Know-how jokes
You should know how important it is to wash your sex toys.
That's why priests invented baptism.
A sailor drops anchor in a port and heads into the nearest pub. Everyone in the pub is whispering and pointing at him because of his odd-shaped body; he has a very muscular body, but a very tiny head on his shoulders.
As he orders his drink, he tells the bartender, "I'll explain. I get this in every port and town I visit. I caught a mermaid and she granted me three wishes if I would release her back into the sea. So I told her I wanted a yacht and, sure enough, she came through for me. Next, I asked for a million bucks and now I am set for life. Last of all, I asked her if I could have sex with her and her response was, 'I don't know how you can make love to me with your type of body.' So I asked her, 'How about a little head?'"

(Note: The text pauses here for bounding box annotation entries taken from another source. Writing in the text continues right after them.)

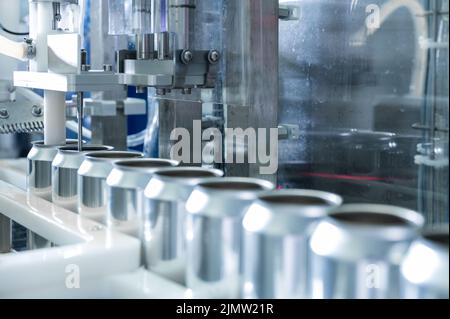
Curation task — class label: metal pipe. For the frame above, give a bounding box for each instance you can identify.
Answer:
[77,92,84,152]
[136,33,155,60]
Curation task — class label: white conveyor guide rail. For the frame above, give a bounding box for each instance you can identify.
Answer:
[0,181,140,298]
[0,160,192,299]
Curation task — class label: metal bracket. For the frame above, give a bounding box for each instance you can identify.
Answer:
[0,96,44,134]
[278,5,300,21]
[117,50,220,89]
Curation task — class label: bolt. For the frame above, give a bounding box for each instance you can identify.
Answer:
[0,109,9,119]
[31,105,42,117]
[181,50,194,64]
[208,50,220,64]
[103,64,112,72]
[136,86,145,94]
[156,89,166,95]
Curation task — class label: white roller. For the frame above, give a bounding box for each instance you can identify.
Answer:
[44,91,66,145]
[0,35,27,61]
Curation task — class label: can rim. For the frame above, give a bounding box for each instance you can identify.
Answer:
[257,189,343,207]
[31,139,80,148]
[197,177,275,193]
[114,158,180,172]
[421,225,449,252]
[154,166,223,183]
[58,144,114,154]
[84,151,144,162]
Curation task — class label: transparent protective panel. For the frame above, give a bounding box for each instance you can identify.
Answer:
[279,0,449,223]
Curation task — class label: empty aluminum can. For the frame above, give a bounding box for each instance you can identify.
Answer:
[77,151,143,224]
[401,225,449,299]
[106,158,179,237]
[52,145,113,213]
[140,167,223,284]
[241,189,342,299]
[27,140,78,250]
[27,140,77,201]
[186,177,274,298]
[310,204,424,299]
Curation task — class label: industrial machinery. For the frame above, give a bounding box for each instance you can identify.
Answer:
[0,0,449,298]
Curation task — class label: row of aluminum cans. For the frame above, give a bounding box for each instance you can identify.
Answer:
[28,141,449,299]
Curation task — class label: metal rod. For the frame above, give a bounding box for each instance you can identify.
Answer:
[77,92,84,152]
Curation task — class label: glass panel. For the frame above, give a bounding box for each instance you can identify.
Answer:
[279,0,449,223]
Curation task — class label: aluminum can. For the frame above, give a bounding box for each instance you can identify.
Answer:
[106,158,179,237]
[77,151,143,224]
[309,204,424,299]
[241,189,342,299]
[52,145,113,213]
[27,139,78,250]
[401,224,449,299]
[186,177,274,298]
[27,140,77,201]
[140,167,223,284]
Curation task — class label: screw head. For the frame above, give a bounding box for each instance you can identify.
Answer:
[0,109,9,119]
[31,105,42,117]
[181,50,194,64]
[208,50,220,64]
[103,64,112,72]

Do you know how to make an orphan's hands bleed?
Tell them to clap until their parents come home.
Guy: Do you know how to draw women's rights?
Girl: No, how?
Guy: All you need is a blank paper, and that's it.
What does a one-night stand have in common with earthquakes? You never know how long they'll last.
Memes
Want to know how to fit 71 people in a car? Two in the front while we handle 69 in the back.

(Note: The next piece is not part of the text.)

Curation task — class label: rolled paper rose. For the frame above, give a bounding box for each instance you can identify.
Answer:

Do you wanna know how I recently seduced an obese woman? Actually, it was a piece of cake.
Why do orphans suck at GTA? Because they don't know how to be wanted.
What do Rihanna and a DJ have in common?
They know how to get a beat down.
Do you know how a dragon is? You don't know who? It's dragging these 2-liter balls across your pathetic face and slamming it into a f*cking dumpster you regret.
Bully: I'm going to hurt you so bad.
You: Well... your IQ is the same amount of teeth I'm about to knock out, so... you're so dumb that you can't even do that.
And your IQ is 5.
Do you guys know how to make a hoe in Minecraft?
You pick it up off the street.
A women's knitters group is having a meeting, and they are all pregnant. They all talk about their pregnancies.
One woman says, "I'm taking vitamin C so my baby has a healthy immune system."
Another knitter says, "I'm taking folic acid to help my baby's brain."
Finally, one woman says, "I'm taking Thalidomide!"
All the women turn to her and say, "Thalidomide! Don't you know your baby could be born without arms?"
The woman shrugs her shoulders and says, "I don't know how to knit arms."
Woman: What’s a good comeback for my sexist husband when he tells me to go make him a sandwich?
Husband: I know! How about you COMEBACK with a goddamn sandwich?
Has anybody noticed that the New York City football team is the New York Jets? They sure know how to scare the Twin Towers.
You know how bad of a person you are when you figure out how long you wait to smash. For me and my girlfriend, it was between the first plane crash and the last tower falling.
Why don’t orphans know how to use a phone?
Because they don’t know where home is.
"This isn't the first time my husband's cheated on me, but you're my sister! You'd better have a better explanation than this magic lamp."
"You know how you have to be specific making wishes? Well, I was really horny and asked the genie to have the world's biggest penis....ended up with a concert pianist that's seven foot tall. Nice guy. Next time I tried, I asked for the world's biggest cock, that was fun but the poor rooster died. So I asked for the world's biggest dick and that's how I ended up on top of your husband."
It's not that the man did not know how to juggle, he just didn't have the balls to do it.
Why can't orphans play baseball?
Because they don't know how to hit a home run.